Last night, I re-read Jack London’s short story “To Build a Fire,” which seemed an appropriate choice based on last week’s polar vortex. In the story, the narrator quickly identifies the solitary human character’s primary flaw: he lacks imagination. To this man, the extreme cold is an observable fact, a stimuli that requires a response (in this case: dress warmly, keep moving, walk carefully). The narrator points out that such brutal temperatures don’t cause the man to reflect on the precarious nature of life and the frailty of humankind, safe only within certain ideal limits. Such reflections would have perhaps left him feeling fear and urgency, rather than simply experiencing objective intentionality. The dog, rooted firmly in inherent, ancestral knowledge exists to underscore what the man lacks: sufficient instinct.
I believe London regards the dog’s innate perceptions more highly than the man’s visual/experience-based wisdom; I mean, the dog lives and the man dies, if that’s not proof enough. The story is even carefully crafted to gradually shift the reader’s sympathies from the foolish man to the wise dog. But as someone who both struggles to heed my internal voice AND tends to ignore panic in favor of pragmatism, how am I to feel when the man repeatedly fails despite his best efforts to keep terror at bay, instead falling victim to his reliance on observable facts and his resolve to remain calm?

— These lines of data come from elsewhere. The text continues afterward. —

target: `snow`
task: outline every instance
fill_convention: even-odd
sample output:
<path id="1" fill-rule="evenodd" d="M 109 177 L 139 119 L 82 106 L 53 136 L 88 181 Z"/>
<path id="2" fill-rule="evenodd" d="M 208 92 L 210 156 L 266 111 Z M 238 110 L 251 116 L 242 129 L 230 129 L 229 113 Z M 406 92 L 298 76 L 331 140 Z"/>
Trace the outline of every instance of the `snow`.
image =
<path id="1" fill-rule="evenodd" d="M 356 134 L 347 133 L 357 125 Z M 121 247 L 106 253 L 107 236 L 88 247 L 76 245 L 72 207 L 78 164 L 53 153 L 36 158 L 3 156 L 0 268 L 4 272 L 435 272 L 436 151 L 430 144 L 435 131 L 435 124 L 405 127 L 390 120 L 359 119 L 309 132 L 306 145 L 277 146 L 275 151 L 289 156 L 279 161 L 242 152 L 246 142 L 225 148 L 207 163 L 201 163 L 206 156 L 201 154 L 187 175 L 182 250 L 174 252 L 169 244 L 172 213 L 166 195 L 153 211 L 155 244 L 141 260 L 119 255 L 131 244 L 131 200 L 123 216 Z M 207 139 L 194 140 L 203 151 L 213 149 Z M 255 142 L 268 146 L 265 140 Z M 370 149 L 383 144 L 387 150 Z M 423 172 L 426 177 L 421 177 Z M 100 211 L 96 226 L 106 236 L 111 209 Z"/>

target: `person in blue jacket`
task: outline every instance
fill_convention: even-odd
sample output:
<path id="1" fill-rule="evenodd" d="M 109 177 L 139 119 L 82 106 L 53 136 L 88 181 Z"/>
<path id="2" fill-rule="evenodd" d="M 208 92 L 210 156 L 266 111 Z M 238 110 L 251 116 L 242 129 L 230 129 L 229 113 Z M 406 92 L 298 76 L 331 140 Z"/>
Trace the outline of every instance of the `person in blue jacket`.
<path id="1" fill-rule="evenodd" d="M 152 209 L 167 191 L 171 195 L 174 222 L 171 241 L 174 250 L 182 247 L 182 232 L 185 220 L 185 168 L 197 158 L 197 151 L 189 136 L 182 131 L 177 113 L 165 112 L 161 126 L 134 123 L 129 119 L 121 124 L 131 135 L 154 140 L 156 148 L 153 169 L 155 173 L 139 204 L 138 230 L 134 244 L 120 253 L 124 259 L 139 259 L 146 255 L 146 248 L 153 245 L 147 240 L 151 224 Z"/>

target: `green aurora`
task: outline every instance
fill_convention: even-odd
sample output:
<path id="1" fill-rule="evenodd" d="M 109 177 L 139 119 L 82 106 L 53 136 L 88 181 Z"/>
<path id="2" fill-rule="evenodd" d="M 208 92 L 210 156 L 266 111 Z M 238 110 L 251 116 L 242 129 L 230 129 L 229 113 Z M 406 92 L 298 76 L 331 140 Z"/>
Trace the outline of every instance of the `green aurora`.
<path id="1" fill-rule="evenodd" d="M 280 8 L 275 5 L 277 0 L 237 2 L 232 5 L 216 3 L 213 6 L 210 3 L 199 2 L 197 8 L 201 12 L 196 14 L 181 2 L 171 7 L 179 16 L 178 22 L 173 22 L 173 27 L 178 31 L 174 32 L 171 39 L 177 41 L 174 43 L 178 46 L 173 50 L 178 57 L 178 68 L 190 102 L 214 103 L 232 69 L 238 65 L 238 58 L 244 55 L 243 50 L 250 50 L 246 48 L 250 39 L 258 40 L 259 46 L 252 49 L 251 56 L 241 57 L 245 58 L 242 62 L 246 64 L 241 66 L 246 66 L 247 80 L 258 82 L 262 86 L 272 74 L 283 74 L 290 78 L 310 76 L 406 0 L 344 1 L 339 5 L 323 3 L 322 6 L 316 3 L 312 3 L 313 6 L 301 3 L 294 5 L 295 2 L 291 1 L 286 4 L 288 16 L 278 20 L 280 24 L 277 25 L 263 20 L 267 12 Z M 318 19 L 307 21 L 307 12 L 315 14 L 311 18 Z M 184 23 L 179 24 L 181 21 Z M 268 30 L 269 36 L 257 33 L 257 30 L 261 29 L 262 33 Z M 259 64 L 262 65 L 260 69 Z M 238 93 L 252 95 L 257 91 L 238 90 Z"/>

I’ve spent the better part of the last decade learning the hard lesson that ignoring my instinct generally leads to regret. “Shoulda stuck with your gut” is basically my life mantra — one I mutter to myself nearly as often as friends point it out to me. I’ve always thought of myself as imaginative (what writer doesn’t?), but after reading this story again, I’m beginning to wonder whether that’s accurate at all. Am I creative? Or merely observant? For the ill-fated man in London’s story, being observant has its limitations — our eyes can deceive us. But fear, based on accepting your weakness and recognizing danger, is what spares the dog. The man’s lack of imagination allows him to suppress his fear. His pragmatism allows him to push back panic. Ignoring the panic keeps him still for too long and seals his fate.
Are my pragmatism and sharp sense of observation hindrances to my own resolution to follow my instinct? How do I balance these seemingly opposing forces in my life? I don’t want to be figuratively frozen in place, so sure that my rational choices are correct that I push against the panic gnawing at my insides, pleading for me to run.